Kelompok kriminal bersenjata kembali membakar fasilitas sekolah menengah pertama di pedalaman Papua. Sembilan ruangan di sekolah itu hangus terbakar.
Oleh
FABIO MARIA LOPES COSTA
·3 menit baca
JAYAPURA, KOMPAS — Kelompok kriminal bersenjata kembali membakar sembilan ruangan di SMP Negeri 1 Beoga di Kabupaten Puncak, Papua, pada Minggu (11/4/2021) malam. Dalam empat hari terakhir, kelompok kriminal bersenjata telah dua kali melakukan pembakaran sekolah.
Bupati Puncak Willem Wandik, saat dihubungi dari Jayapura pada Senin (12/4/2021), mengatakan, pihaknya merasa terkejut dan heran dengan aksi kelompok kriminal bersenjata (KKB) yang terus membakar fasilitas sekolah di Beoga. Sebab, belum pernah terjadi aksi itu di Kabupaten Puncak.
”Kami sangat menyesalkan aksi pembakaran sekolah kembali terjadi. Perbuatan mereka menyebabkan anak-anak kehilangan fasilitas untuk belajar,” kata Willem.
Sebelumnya, KKB telah membakar sejumlah ruangan di SD Jambul, SMP Negeri 1 Beoga, dan SMA Negeri 1, Kamis (8/4/2021) lalu. Kelompok ini juga yang melakukan penembakan terhadap dua guru, yakni Oktovianus Rayo dan Yonatan Renden hingga tewas.
Oktovianus adalah guru kelas di SD Jambul, sedangkan Yonatan adalah guru matematika di SMP Negeri 1 Beoga. Oktovianus ditembak KKB pada Kamis di Kampung Julukoma, Distrik Beoga. Sementara Yonatan ditembak mati KKB pada Jumat (9/4/2021) di ibu kota Distrik Beoga.

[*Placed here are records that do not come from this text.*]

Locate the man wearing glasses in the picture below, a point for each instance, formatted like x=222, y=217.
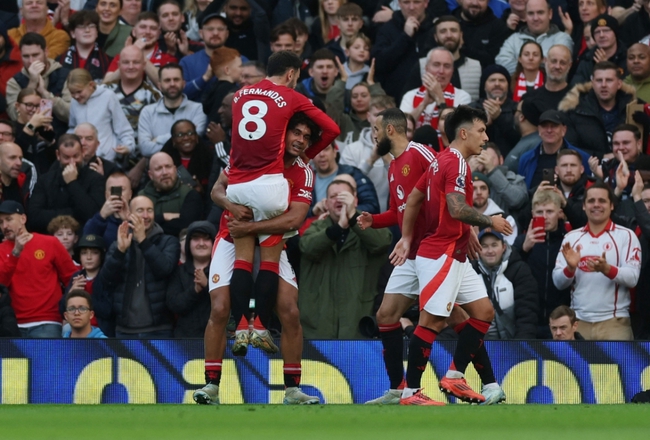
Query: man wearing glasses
x=78, y=313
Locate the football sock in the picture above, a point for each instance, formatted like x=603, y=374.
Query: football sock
x=469, y=341
x=292, y=374
x=213, y=371
x=419, y=352
x=393, y=343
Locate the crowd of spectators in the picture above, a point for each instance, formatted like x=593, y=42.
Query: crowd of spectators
x=115, y=124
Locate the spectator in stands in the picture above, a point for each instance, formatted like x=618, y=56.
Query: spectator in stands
x=249, y=28
x=424, y=102
x=539, y=248
x=600, y=248
x=497, y=102
x=339, y=268
x=363, y=152
x=131, y=89
x=67, y=189
x=17, y=175
x=538, y=28
x=114, y=211
x=42, y=74
x=136, y=272
x=192, y=154
x=155, y=119
x=197, y=71
x=176, y=205
x=486, y=206
x=66, y=229
x=25, y=257
x=483, y=32
x=551, y=129
x=327, y=168
x=564, y=324
x=79, y=313
x=638, y=64
x=322, y=74
x=112, y=34
x=510, y=286
x=35, y=19
x=557, y=64
x=98, y=106
x=604, y=29
x=85, y=52
x=595, y=109
x=89, y=143
x=399, y=43
x=187, y=291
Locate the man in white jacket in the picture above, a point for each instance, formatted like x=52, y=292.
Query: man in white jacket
x=601, y=262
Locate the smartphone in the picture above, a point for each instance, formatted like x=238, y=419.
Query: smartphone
x=116, y=191
x=46, y=106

Willem menuturkan, Pemda Puncak telah berkoordinasi dengan aparat kepolisian setempat untuk menyelidiki motif di balik aksi pembakaran sekolah di Beoga.
Negara tidak boleh kalah menghadapi masalah ini. (Willem Wandik)
”Kami akan mengusut penyebab kelompok ini menyerang fasilitas publik hingga tuntas. Negara tidak boleh kalah menghadapi masalah ini,” tuturnya.
Kepala Polsek Beoga Ipda Ali Akbar memaparkan, bangunan sekolah SMP Negeri 1 Beoga yang dibakar meliputi enam ruang kelas, satu ruang laboratorium, dan satu ruangan perpustakaan dan gudang. ”Kejadian pembakaran ruangan-ruangan SMP Negeri 1 Beoga itu pada pukul 18.25 WIT. Total sembilan ruangan yang dibakar kelompok tersebut,” papar Ali.
Ia menduga KKB masih berada di sekitar wilayah Beoga hingga kini. ”Kami berharap adanya penambahan pasukan ke Beoga. Jumlah anggota kami sangat minim,” ujarnya.
Kepala Kepolisian Daerah Papua Inspektur Jenderal Mathius Fakhiri mengatakan, Polda Papua akan berkoordinasi dengan Pemda Puncak terkait keamanan masyarakat di Beoga. Pembakaran sekolah yang dilakukan KKB tidak hanya merugikan masyarakat setempat namun juga masa depan anak-anak Papua.
”Kami masih berupaya mengirimkan satu peleton pasukan Brimob yang berjumlah 30 orang ke Beoga. Pesawat belum dapat memasuki Lapangan Terbang Beoga karena situasi keamanan yang tidak kondusif,” kata Fakhiri.
Polda Papua juga akan mengevakuasi 46 warga dari Beoga. Hal ini untuk mengantisipasi serangan KKB ke warga sipil terulang lagi.
Pascapenembakan terhadap dua guru, saat ini terdapat sembilan tenaga kesehatan dan lima kerabatnya yang masih mengungsi di sebuah rumah. Sementara tujuh orang guru mengungsi di markas Koramil Beoga.
Kepala Perwakilan Komnas HAM Wilayah Papua Frits Ramandey menyatakan, aksi KKB yang juga disebut Organisasi Papua Merdeka tidak dapat dibenarkan apa pun alasannya.
Ia berpendapat, aksi KKB yang membunuh tenaga pengajar dan membakar sekolah sangat merugikan anak-anak Papua yang membutuhkan pendidikan.
”Aksi mereka telah melanggar hak warga untuk hidup aman dan hak untuk mendapatkan pendidikan. Negara harus hadir untuk memberikan rasa aman bagi masyarakat Beoga,” kata Frits.